Also, please try the latest 2.6.34-rc kernel, as that has several fixes
for both pata_via and sata_via which did not make 2.6.33.
Jeff
Hi Jeff
> A complete dmesg is definitely useful.
It's at the end of my previous post.
> Posting one from the failing kernel would be preferred, though.
Any ideas as to how I can capture it? Since the SATA disc interfaces stop
working long before they are mounted none of the early boot messages make it
to disc. All the interesting bits are therefore scrolled into the bit
bucket.
A serial console might be doable (is there documentation about how to set
one up?) but that would take some time to arrange - I'm only physically at
the machine in question sporadically and I'd have to rustle up another PC
ready for my next visit. It could be done, but might take some time.
> That will show us libata boot messages as well as the failures you are
> seeing, in full detail.
For sure. In terms of the detailed failure messages what I posted
previously is about all that was shown.
> Also, please try the latest 2.6.34-rc kernel, as that has several fixes
> for both pata_via and sata_via which did not make 2.6.33.

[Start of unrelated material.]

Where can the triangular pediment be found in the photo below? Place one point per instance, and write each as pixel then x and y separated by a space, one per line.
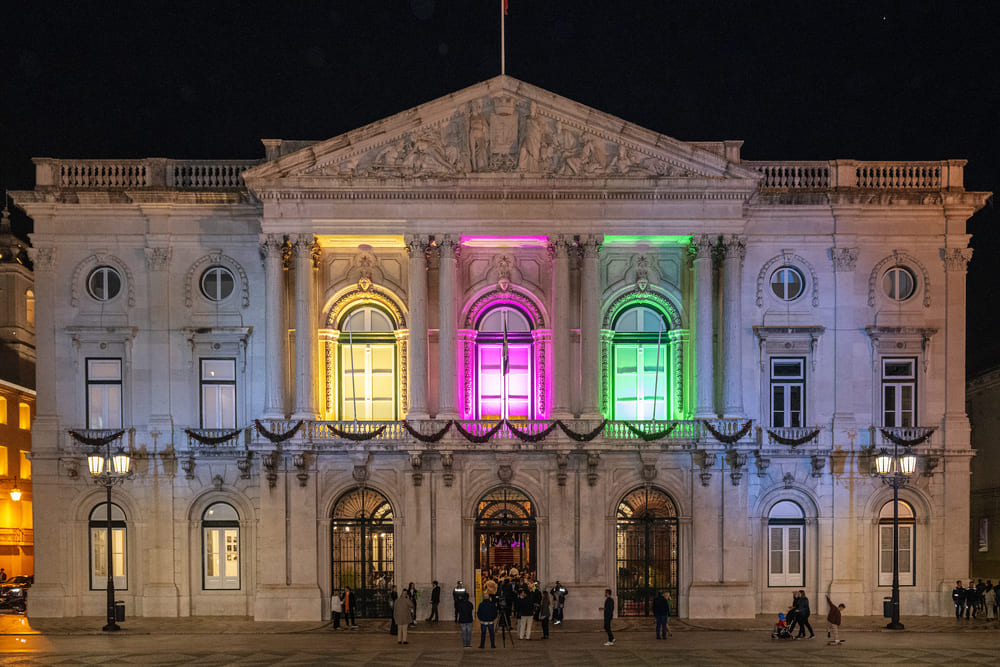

I'll see if I can squeeze this in this afternoon and report back.
Regards
jonathan
On 9/04/2010 12:36 PM, Jonathan Woithe wrote:
> Hi Jeff
>
>> A complete dmesg is definitely useful.
>
> It's at the end of my previous post.
>
>> Posting one from the failing kernel would be preferred, though.
>
> Any ideas as to how I can capture it? Since the SATA disc interfaces stop
> working long before they are mounted none of the early boot messages make it
> to disc. All the interesting bits are therefore scrolled into the bit
> bucket.
>
> A serial console might be doable (is there documentation about how to set
> one up?) but that would take some time to arrange - I'm only physically at
> the machine in question sporadically and I'd have to rustle up another PC
> ready for my next visit. It could be done, but might take some time.
Netconsole is the easiest way to get dmesg when disks aren't working - see
Documentation/networking/netconsole.txt for details on how to set it up.
--
James Andrewartha
Hi Jeff
Following up on my previous reply:
> Also, please try the latest 2.6.34-rc kernel, as that has several fixes
> for both pata_via and sata_via which did not make 2.6.33.
I was able to try this on the machine just before I left. Unfortunately
2.6.34-rc3 does not fix the problem - it behaves exactly like 2.6.33. In
terms of error messages, there is nothing more displayed beyond that which I
reported in the initial email except for this:
SStatus 113, SControl 300
As far as I can tell, that (plus the previously reported details) is all
that's printed by the kernel in connection with the failure.
I'll look into the alternative console methods to see if I can capture a
full output from the failing kernel. However, it will be at least two weeks
before I can do this because that's the earliest I'll be physically back at
the machine for an extended period of time (I could probably run quick tests
sooner).
Regards
jonathan
On 04/09/2010 07:14 AM, Jonathan Woithe wrote:
> I'll look into the alternative console methods to see if I can capture a
> full output from the failing kernel. However, it will be at least two weeks
> before I can do this because that's the earliest I'll be physically back at
> the machine for an extended period of time (I could probably run quick tests
> sooner).
We won't be able to help without the full dmesg from the failing kernel...
Jeff